Yes, DHEA does increase estrogen levels in males. When men take DHEA supplements, their bodies convert a significant portion of it into estrogens rather than testosterone. A study of elderly men found that both 50 mg and 100 mg doses of oral DHEA raised estradiol and estrone levels in a dose-dependent manner, while testosterone and its potent derivative dihydrotestosterone remained unchanged.
How DHEA Becomes Estrogen
DHEA is a precursor hormone, meaning it doesn’t do much on its own. Instead, your body uses enzymes to convert it into other hormones, including both androgens and estrogens. The first step involves an enzyme called 3-beta-HSD, which transforms DHEA into androstenedione, a weak androgen. From there, androstenedione sits at a metabolic crossroads: it can become testosterone, or it can be converted into estrone (a form of estrogen) by an enzyme called aromatase.
This conversion doesn’t just happen in one place. DHEA can be transformed into estrogens locally within specific tissues, including the brain and fat tissue, wherever the necessary enzymes are present. In men, fat tissue is a particularly active site for aromatase activity, which is one reason why men with higher body fat tend to convert more DHEA and testosterone into estrogen.
What the Research Shows
The clearest evidence comes from a crossover study that gave elderly men either a placebo, 50 mg of DHEA, or 100 mg of DHEA and tracked their hormone levels over 12 hours. The results were striking in their lopsidedness. Testosterone and dihydrotestosterone didn’t budge after either dose. Estrogens, on the other hand, rose significantly.
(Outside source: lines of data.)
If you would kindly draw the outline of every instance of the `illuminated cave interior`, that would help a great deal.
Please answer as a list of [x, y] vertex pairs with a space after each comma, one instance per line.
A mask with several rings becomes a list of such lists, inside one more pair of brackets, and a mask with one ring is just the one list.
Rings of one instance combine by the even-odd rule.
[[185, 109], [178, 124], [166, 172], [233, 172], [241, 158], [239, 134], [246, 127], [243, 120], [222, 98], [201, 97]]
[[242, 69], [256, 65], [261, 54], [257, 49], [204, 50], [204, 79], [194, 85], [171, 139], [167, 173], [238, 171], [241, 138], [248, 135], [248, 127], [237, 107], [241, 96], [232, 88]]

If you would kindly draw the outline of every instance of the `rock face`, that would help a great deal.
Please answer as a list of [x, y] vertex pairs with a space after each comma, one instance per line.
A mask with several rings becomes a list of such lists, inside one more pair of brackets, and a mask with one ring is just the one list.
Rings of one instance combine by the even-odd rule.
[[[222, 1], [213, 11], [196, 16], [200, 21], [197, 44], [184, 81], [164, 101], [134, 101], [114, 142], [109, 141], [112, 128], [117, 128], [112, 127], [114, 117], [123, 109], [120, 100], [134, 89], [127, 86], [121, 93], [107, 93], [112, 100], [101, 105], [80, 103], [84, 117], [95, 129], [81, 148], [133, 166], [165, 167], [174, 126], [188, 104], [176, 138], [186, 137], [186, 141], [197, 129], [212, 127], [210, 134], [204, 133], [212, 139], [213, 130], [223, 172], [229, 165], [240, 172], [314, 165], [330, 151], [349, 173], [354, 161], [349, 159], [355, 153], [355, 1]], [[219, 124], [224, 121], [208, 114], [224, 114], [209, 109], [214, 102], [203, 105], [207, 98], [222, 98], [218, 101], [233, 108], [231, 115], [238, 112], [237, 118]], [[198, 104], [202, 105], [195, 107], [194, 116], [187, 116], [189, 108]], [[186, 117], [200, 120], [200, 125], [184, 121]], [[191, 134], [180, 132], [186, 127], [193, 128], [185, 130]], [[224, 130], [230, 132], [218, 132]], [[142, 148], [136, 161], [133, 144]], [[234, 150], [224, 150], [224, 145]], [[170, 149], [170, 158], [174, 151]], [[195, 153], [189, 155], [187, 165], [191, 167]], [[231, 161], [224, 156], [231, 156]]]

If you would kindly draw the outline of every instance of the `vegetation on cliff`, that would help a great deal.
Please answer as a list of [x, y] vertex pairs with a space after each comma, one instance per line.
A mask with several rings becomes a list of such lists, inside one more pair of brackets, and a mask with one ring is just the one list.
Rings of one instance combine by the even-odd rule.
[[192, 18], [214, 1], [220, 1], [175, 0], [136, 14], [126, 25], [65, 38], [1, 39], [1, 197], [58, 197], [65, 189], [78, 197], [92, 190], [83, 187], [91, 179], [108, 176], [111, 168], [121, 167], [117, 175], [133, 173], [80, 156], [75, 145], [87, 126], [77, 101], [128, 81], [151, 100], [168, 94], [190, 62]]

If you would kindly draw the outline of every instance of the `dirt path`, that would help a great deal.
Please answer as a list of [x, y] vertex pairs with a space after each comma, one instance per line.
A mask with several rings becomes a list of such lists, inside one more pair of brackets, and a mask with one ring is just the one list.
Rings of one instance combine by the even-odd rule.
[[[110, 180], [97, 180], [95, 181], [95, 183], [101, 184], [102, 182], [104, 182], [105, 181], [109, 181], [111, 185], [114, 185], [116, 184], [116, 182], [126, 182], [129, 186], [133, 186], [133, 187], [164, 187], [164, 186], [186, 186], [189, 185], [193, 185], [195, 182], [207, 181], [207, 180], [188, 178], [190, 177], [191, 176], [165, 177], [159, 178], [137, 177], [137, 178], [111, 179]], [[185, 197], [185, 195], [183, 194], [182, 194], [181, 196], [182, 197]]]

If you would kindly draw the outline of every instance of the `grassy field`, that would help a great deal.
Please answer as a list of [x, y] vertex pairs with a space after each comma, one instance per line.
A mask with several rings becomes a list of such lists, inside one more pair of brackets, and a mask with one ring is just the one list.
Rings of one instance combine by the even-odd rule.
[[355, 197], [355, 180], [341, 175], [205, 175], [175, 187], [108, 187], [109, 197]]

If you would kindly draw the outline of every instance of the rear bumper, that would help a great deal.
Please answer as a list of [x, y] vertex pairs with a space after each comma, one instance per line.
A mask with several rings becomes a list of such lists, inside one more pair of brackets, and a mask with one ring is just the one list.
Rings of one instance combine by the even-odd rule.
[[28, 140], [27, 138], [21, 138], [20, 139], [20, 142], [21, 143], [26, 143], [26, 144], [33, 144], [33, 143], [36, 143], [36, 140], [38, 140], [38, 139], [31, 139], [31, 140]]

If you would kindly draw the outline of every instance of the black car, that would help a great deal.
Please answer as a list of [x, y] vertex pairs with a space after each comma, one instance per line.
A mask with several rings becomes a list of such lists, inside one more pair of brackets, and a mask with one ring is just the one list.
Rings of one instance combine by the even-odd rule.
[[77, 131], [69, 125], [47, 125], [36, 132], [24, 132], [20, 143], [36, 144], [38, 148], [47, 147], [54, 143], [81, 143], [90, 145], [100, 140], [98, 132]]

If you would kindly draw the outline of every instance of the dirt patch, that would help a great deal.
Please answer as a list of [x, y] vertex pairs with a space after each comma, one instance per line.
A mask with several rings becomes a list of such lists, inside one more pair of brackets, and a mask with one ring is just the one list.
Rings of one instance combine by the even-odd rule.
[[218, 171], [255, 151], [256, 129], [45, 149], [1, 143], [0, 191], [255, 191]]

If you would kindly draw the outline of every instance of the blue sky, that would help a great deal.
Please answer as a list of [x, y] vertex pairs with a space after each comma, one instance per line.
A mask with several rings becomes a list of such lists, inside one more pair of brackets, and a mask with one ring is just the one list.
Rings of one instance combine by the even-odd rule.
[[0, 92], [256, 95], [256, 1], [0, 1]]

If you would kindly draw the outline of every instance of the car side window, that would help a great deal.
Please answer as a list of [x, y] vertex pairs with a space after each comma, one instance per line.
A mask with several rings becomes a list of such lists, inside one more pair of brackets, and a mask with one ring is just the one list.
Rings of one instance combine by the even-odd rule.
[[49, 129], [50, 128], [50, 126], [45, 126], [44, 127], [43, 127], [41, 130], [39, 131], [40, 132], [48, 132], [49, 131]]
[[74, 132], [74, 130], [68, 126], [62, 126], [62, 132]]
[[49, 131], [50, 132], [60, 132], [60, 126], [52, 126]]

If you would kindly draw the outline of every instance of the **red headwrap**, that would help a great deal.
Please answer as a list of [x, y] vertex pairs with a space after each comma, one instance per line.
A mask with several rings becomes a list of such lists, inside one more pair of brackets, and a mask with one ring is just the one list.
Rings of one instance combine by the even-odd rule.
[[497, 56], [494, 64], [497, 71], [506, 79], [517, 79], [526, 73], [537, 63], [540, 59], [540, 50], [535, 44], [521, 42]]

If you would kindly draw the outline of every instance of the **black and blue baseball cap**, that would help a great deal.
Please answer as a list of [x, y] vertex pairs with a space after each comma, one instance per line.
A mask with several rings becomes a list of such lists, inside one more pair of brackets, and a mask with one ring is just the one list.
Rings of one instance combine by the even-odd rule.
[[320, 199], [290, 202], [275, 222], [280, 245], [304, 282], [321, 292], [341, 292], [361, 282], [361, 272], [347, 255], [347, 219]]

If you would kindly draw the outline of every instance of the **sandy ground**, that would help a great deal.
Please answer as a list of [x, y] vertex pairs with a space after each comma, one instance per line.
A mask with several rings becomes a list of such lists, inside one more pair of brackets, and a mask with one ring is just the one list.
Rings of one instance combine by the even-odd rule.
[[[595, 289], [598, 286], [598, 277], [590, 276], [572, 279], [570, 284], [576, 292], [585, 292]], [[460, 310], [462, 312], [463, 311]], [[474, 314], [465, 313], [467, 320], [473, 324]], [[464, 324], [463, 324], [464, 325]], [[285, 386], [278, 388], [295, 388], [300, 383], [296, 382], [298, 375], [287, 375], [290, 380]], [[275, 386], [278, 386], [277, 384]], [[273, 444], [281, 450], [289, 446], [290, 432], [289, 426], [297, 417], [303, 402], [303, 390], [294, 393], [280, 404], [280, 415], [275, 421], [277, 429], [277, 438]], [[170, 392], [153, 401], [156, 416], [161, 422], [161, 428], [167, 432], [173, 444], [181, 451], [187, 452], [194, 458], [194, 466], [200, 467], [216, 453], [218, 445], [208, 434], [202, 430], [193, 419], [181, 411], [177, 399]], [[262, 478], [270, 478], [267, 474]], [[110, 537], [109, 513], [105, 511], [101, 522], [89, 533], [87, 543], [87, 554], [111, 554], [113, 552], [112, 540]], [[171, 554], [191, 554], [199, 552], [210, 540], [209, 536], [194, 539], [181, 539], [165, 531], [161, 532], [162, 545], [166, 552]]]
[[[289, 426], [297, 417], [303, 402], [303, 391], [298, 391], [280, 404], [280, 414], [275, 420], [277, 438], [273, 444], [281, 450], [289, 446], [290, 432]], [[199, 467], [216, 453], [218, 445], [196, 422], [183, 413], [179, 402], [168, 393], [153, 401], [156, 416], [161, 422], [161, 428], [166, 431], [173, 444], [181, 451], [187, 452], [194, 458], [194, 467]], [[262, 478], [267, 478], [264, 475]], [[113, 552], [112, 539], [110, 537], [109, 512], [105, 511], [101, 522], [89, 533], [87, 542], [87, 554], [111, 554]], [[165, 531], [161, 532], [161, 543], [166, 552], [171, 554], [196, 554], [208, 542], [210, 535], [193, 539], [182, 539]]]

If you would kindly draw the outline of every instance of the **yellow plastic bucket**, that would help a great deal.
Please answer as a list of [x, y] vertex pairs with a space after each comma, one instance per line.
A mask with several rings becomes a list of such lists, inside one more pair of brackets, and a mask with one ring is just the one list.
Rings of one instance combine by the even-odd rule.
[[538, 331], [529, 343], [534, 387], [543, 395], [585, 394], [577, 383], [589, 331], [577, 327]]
Estrone levels nearly doubled on the 50 mg dose compared to placebo, and more than doubled on the 100 mg dose. Estradiol (the more biologically active form of estrogen) also increased at both doses, though less dramatically. The increases were dose-dependent, meaning the higher the DHEA dose, the greater the estrogen rise. Importantly, estrogen levels stayed within the normal range for men at both doses, but the shift was real and measurable.
The researchers concluded that 50 mg appeared to be an appropriate replacement dose for elderly men whose natural DHEA levels had declined with age, and that the resulting estrogen increase could actually contribute to some of the beneficial effects associated with DHEA, such as improved bone density and cardiovascular markers. But this also means that men taking DHEA specifically hoping to boost testosterone are likely to be disappointed. The hormonal shift favors estrogen production, not androgen production.
Why Testosterone Doesn’t Rise
This is the part that surprises most men. DHEA sits upstream of both testosterone and estrogen in the hormonal pathway, so it seems logical that supplementing it would raise both. In practice, the male body already produces the vast majority of its testosterone directly in the testes, regulated by signals from the brain. Adding DHEA to the mix doesn’t meaningfully increase that testicular production. The DHEA that enters the bloodstream from a supplement gets processed primarily in peripheral tissues like fat and skin, where aromatase tends to steer it toward estrogen.
Age plays a role here too. Aromatase activity increases as men get older and as body fat accumulates. So older men, who are also the group most likely to take DHEA supplements to counteract age-related hormonal decline, are precisely the group most likely to convert that DHEA into estrogen rather than testosterone.
What This Means If You’re Taking DHEA
If you’re a man using DHEA supplements, your estrogen levels are very likely rising to some degree. Whether that matters depends on your starting hormone levels, the dose you’re taking, and your body composition. At typical supplement doses of 25 to 50 mg per day, the estrogen increase generally stays within the normal male range. At higher doses, or in men with significant body fat, the increase could push estrogen levels toward the upper end of normal or beyond.
Signs that estrogen has risen too high in men can include water retention, breast tissue tenderness or growth (gynecomastia), mood changes, and reduced libido. These effects are more commonly associated with much larger hormonal shifts than DHEA alone typically produces, but they’re worth being aware of, especially if you’re stacking DHEA with other supplements or hormone therapies.
If you’re using DHEA, periodic blood work that includes both estradiol and DHEA-S levels gives you a clear picture of what’s happening. A DHEA-S test measures how much DHEA your body has in circulation, while an estradiol test reveals whether the conversion to estrogen is significant in your case. These are standard lab tests that any provider can order.
DHEA as an Anti-Aging Supplement
DHEA is widely marketed as an anti-aging hormone, largely because natural DHEA levels peak in your mid-20s and decline steadily after that. By age 70 or 80, levels may be only 10 to 20 percent of what they were at their peak. The logic of replacing what declines sounds appealing, but the National Institutes of Health notes there is no reliable evidence supporting the anti-aging claims made for DHEA supplements, and that these supplements can cause serious side effects.
For men specifically hoping to raise testosterone, DHEA is a poor tool. The research consistently shows it raises estrogen without meaningfully affecting testosterone. Men concerned about low testosterone are better served by having their levels tested directly and discussing targeted options with a provider, rather than relying on an upstream precursor hormone that the body preferentially converts in a different direction.